Powell's February 2001 assessment appears to have been upheld even by the work of the ISG. For example, AP reported on September 19 that a three-month investigation by a group of US scientists in Iraq dubbed "Team Pox" confirmed that there was no evidence of Iraqi production of smallpox. AP reported that they found only "disabled equipment that had been rendered harmless by UN inspectors, Iraqi scientists deemed credible who gave no indication they had worked with smallpox, and a laboratory thought to be back in use that was covered in cobwebs".
In a February 5 presentation to the UN Security Council, Powell claimed that Iraq "has the wherewithal to develop smallpox".
Only five days before the AP report, US Vice-President Dick Cheney claimed on NBC's Meet the Press that the US inspectors had found facilities capable of producing smallpox — referring to the "mobile biolabs" which an investigation by the British Observer, published June 8, established were most likely for "hydrogen production to fill artillery balloons".
The Observer investigation's conclusion about the "mobile biolabs" was backed up by Pentagon intelligence analysts.

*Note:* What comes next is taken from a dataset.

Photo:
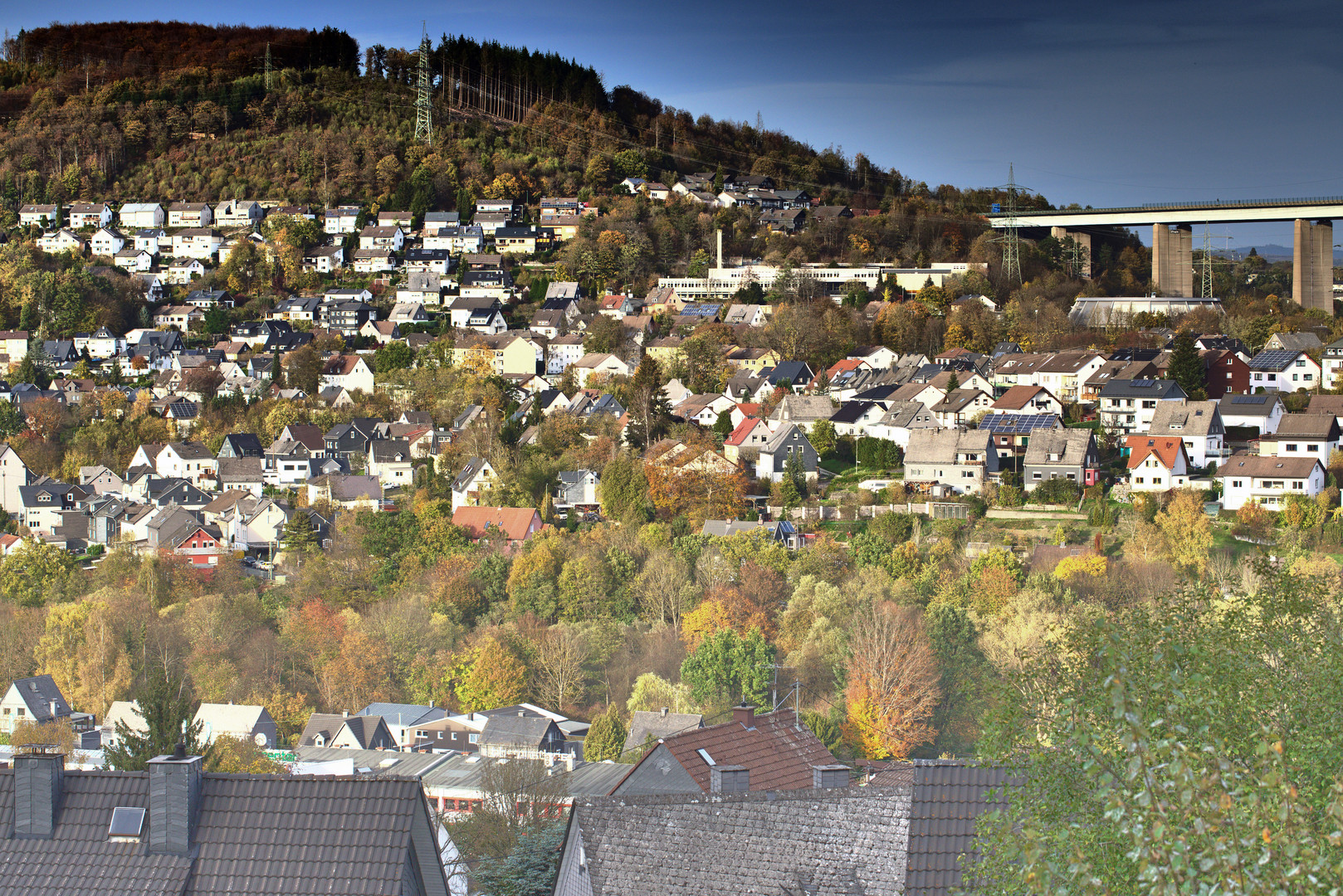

According to an August 13 article by Joseph Cirincione, director of the Carnegie Endowment for International Peace's Non-Proliferation Project, "engineering experts from the [Pentagon's Defense Intelligence Agency] had concluded in June that hydrogen production was, in fact, the most likely use for the two trailers".
Another blow to the White House's credibility was the Wall Street Journal's September 10 revelation that "top policymakers" in the Bush regime would have known that the US Air Force disagreed that Iraq had unpiloted aerial vehicles capable of carrying out chemical or biological weapons attacks on the US. Bush and Powell both claimed that Iraq could attack the United States with UAVs.
Kay's report, barring some spectacular falsification of evidence, may argue that Hussein's regime intended to resurrect WMD programs after UN inspectors had left the country and economic sanctions against Iraq had been lifted. The argument for such a scenario is likely to be the existence of so-called "dual-use" facilities — factories and laboratories which, although they have non-weapons purposes such as pesticide manufacture, are claimed by the US to be capable of being used to manufacture chemical and/or biological weapons.
Such a case would bear little resemblance to the White House's pre-invasion claims that Hussein's regime had massive stockpiles of bioweapons and nerve gas and an active nuclear program, and therefore posed an "imminent threat" to the US.
The August 28 Boston Globe reported that Kay "will build a strong, but largely circumstantial case that Hussein dispersed his weapons programs... The case will be based on interviews with captured Iraqi leaders, documents from government files, discoveries including a pre-1991 nuclear centrifuge for enriching uranium found buried in a scientist's backyard garden, and components of possible weapons systems found in various areas of the country."
However, the September 25 Boston Globe reported that Kay is likely to leave unanswered the question of whether of not Iraq had WMD at the time of the US invasion. "Don't expect any firm conclusions. He will not rule in or rule out anything", a spokesperson for the CIA told the Globe on September 24.
From Green Left Weekly, October 1, 2003.